An Iranian hacker/troll has claimed to have hacked the hell out of the verification certificates websites use to ensure user security. The hacker calls himself Comodohacker. He is quoted in the NYT:
Comodohacker was plainspoken about his motivations.
“My country should have control over Google, Skype, Yahoo, etc.,” he said by e-mail. “I’m breaking all encryption algorithms and giving power to my country to control all of them.”
In the days since his attack was discovered, Comodohacker posted lengthy explanations on Pastebin, a sort of Internet bulletin board, of how he had penetrated the system of the Dutch firm and why, along with his e-mail address.

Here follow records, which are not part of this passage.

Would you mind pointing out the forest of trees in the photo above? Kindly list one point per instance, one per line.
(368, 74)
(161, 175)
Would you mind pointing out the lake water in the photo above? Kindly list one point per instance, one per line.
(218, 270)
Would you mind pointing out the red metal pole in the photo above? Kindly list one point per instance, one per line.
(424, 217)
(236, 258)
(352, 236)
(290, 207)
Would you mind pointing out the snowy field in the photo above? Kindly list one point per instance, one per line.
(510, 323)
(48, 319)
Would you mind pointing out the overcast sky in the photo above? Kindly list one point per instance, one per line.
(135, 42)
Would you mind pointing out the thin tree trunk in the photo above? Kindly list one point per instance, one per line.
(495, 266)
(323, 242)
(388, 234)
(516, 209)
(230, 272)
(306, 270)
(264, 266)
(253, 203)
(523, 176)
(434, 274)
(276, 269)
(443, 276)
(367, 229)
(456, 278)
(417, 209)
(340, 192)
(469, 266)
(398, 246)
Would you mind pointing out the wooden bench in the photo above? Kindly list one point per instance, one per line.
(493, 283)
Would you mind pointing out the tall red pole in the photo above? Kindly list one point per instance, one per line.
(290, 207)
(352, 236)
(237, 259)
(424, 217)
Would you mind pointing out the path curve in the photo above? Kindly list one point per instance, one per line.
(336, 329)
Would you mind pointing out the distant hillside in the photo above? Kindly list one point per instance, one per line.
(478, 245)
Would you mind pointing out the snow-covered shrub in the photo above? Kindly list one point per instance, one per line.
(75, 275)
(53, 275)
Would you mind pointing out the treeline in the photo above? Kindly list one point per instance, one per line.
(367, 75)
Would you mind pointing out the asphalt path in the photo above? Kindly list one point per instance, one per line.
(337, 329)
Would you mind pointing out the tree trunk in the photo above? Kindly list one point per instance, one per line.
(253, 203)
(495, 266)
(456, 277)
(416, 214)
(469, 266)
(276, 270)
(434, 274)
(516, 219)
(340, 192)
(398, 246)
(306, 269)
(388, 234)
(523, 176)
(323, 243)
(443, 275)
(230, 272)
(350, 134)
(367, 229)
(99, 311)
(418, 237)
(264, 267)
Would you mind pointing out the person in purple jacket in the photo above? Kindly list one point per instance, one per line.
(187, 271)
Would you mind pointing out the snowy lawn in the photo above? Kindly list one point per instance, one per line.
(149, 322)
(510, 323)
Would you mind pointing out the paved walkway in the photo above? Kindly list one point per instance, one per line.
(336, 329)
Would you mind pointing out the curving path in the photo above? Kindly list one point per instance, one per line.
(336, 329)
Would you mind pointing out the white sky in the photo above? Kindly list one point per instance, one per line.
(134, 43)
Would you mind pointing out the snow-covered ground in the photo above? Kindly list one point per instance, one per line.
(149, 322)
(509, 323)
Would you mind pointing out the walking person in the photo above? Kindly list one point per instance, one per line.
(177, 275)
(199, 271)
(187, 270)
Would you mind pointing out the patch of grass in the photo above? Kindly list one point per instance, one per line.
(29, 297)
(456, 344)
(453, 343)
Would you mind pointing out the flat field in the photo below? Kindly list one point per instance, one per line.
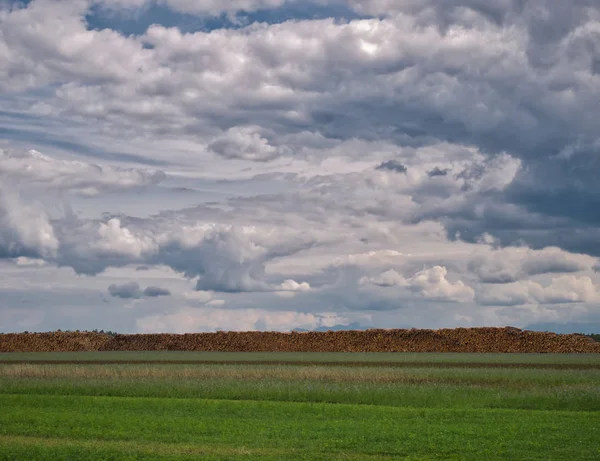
(279, 406)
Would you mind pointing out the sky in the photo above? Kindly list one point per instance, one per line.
(201, 165)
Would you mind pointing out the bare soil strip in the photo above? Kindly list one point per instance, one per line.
(554, 366)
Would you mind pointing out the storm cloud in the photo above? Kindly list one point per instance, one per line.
(334, 161)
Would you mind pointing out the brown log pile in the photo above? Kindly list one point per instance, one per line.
(507, 339)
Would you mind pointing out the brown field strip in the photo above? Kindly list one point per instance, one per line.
(503, 340)
(553, 366)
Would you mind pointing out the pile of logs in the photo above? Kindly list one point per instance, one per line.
(507, 339)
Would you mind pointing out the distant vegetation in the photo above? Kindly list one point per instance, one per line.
(353, 411)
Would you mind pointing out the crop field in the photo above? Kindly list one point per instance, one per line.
(278, 406)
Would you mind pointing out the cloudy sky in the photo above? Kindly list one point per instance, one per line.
(196, 165)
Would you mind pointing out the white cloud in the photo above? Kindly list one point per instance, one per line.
(25, 230)
(34, 169)
(430, 283)
(564, 289)
(209, 319)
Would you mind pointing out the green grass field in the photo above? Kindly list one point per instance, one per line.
(256, 406)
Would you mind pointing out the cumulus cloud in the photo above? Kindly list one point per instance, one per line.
(245, 143)
(132, 290)
(25, 230)
(561, 290)
(126, 291)
(430, 283)
(34, 169)
(437, 171)
(153, 292)
(209, 319)
(280, 133)
(392, 165)
(512, 264)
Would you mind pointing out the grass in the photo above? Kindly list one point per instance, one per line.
(329, 357)
(231, 410)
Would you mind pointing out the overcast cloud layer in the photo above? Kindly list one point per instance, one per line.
(175, 165)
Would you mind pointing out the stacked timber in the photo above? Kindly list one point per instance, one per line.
(507, 339)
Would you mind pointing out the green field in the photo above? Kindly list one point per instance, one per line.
(279, 406)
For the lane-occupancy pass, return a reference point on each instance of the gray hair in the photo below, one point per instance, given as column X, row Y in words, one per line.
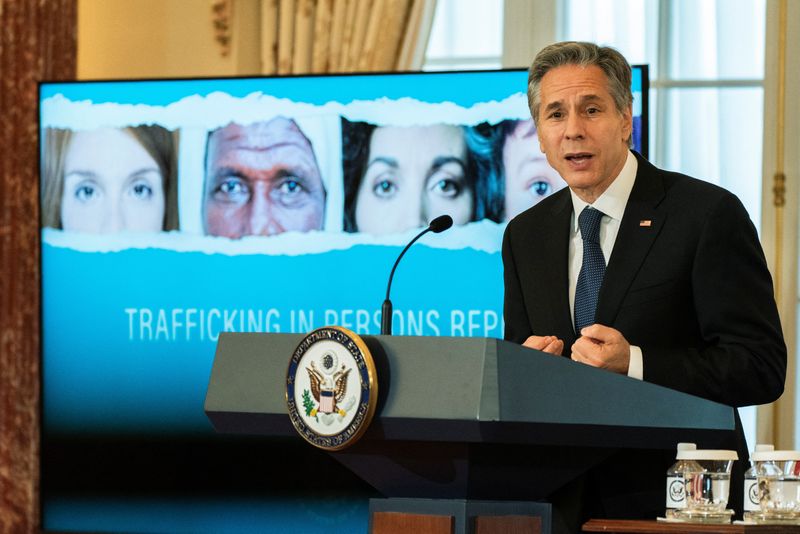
column 611, row 62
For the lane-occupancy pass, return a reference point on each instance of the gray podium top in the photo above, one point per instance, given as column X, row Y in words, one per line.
column 469, row 390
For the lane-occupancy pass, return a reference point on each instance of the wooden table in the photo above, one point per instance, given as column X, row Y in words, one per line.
column 620, row 526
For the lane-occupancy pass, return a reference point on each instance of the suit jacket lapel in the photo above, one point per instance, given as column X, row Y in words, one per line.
column 554, row 260
column 640, row 225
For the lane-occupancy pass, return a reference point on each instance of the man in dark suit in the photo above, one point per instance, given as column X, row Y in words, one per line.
column 663, row 278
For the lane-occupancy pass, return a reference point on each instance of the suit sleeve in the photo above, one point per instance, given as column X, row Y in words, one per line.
column 741, row 358
column 517, row 325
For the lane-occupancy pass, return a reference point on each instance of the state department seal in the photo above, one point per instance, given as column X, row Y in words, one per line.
column 331, row 389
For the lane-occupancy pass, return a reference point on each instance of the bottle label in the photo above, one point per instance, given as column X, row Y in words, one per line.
column 751, row 497
column 676, row 492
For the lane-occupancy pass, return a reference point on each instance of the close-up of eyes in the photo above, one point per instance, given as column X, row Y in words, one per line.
column 447, row 187
column 232, row 189
column 141, row 190
column 540, row 188
column 384, row 186
column 87, row 191
column 290, row 190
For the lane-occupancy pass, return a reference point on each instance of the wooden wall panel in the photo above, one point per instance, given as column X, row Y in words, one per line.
column 37, row 43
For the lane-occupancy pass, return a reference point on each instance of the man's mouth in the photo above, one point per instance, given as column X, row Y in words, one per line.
column 578, row 157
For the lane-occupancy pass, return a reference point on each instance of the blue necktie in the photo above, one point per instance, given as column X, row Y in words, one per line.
column 592, row 269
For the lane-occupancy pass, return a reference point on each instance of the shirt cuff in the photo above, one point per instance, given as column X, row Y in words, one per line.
column 635, row 365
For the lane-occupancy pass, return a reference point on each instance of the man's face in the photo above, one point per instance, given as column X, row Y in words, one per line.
column 262, row 179
column 581, row 131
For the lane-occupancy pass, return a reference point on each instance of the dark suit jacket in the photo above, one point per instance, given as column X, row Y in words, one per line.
column 687, row 282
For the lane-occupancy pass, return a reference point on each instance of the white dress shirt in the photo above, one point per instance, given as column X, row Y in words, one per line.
column 612, row 203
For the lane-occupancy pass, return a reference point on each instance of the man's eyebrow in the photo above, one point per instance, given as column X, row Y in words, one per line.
column 441, row 161
column 228, row 171
column 590, row 98
column 583, row 99
column 391, row 162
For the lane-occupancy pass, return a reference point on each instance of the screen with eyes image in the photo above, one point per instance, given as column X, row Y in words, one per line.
column 173, row 210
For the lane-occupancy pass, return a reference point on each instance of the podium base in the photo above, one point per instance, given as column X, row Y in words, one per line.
column 458, row 516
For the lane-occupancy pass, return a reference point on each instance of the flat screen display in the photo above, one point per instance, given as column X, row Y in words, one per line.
column 173, row 210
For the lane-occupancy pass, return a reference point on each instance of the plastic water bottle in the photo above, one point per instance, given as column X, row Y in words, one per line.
column 751, row 494
column 676, row 486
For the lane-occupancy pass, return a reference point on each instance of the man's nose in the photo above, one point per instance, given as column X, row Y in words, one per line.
column 415, row 213
column 114, row 219
column 262, row 215
column 574, row 126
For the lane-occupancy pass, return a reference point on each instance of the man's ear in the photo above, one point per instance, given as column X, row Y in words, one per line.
column 627, row 128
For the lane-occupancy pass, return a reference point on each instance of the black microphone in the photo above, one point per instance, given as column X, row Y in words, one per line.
column 438, row 225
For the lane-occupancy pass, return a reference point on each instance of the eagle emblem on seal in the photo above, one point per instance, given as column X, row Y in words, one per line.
column 328, row 385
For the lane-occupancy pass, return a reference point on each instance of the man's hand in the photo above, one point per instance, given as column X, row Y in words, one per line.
column 550, row 344
column 604, row 347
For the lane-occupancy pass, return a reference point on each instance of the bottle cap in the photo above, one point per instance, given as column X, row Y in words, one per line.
column 775, row 456
column 708, row 454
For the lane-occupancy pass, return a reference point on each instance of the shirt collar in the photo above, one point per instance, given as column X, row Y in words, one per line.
column 614, row 199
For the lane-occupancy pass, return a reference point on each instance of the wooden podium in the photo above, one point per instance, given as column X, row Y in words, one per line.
column 478, row 431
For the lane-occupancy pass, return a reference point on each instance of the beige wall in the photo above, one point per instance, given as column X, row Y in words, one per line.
column 163, row 38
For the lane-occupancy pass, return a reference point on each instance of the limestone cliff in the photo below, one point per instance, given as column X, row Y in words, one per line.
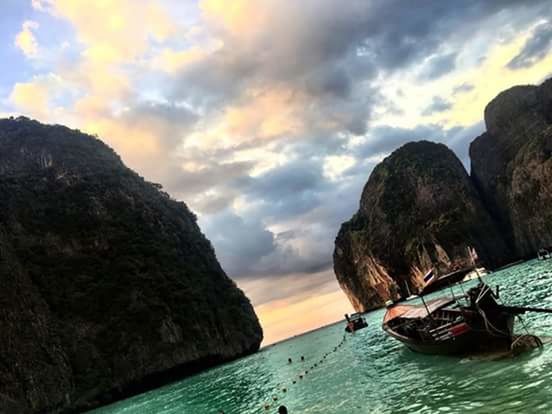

He has also boasted of his own skills, calling his work the “most sophisticated hack of all time,” and at one point exclaiming: “I’m really sharp, powerful, dangerous and smart!”
My problem with the story is that either Comodohacker is the dumbest patriot ever – or he’s playing a game whose rules we haven’t fully grasped.
- If you hack a system to track opponents – why tell them?
- Why post the hack on pastebin with explanations?
- Are you an idiot or a master of irony? “I’m really sharp, powerful, dangerous and smart!”
The hack is real. Comodohacker? I’m not so sure. Regardless the NYT article has one thing right:
In the annals of Internet attacks, this is likely to go down as a moment of reckoning. For activists, it shows the downside of using online tools to organize: an opponent with enough determination and resources just might find a way to track their every move.